Especially the section about the 'fourth set of questions,' down on the page

ANyhow, these were incredibly helpful for me, so am putting them out there



Blackbird11

Doggo these were all very informative and helpful thank you. I now realize I'm being groomed for a new cycle and these feelings of love - while they may be real for those "good" parts of him and the relationship - they don't override the very real abuse that has occurred and continues to occur.





Stillirise

Quote from: Blackbird11 on November 22, 2019, 10:32:06 AM
Doggo these were all very informative and helpful thank you. I now realize I'm being groomed for a new cycle and these feelings of love - while they may be real for those "good" parts of him and the relationship - they don't override the very real abuse that has occurred and continues to occur.
:yeahthat:

I've been living in M/C since June. Less blow-ups doesn't automatically make it a healthier relationship, and the relatively calm periods don't erase the extremely volatile ones of the past.
You may shoot me with your words,
You may cut me with your eyes,
You may kill me with your hatefulness,
But still, like air, I'll rise.
—Maya Angelou

Spygirl

Perhaps we are all volunteer for this same trap. Its really, really hard, especially after YEARS, to emotionally break ties.

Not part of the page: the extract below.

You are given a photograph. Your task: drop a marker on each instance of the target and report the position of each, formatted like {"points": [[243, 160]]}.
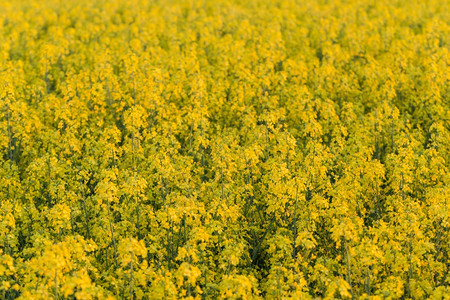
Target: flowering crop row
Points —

I was here too. My therapist commented on how i might act if i was under tremendous stress. Would i rage at my spouse? Or would to go to them for comfort and emotional support?

If my spouse found my behavior towards them frightening , and told me so, would i continue to behave like that? Or would sincerely apologize and find ways to correct it permanently?

If my spouse felt abandoned, worried and lonely because i was out all hours of the nite often, driving home severly intoxicated, and would not divulge my activities, would i make changes for the benefit of the marriage? Would i ignore them? Would i tell them that "its my life, this is who i am"

If you flip the dynamics, it gets really twisted. It makes it clear how poorly the pd behaves towards the partner.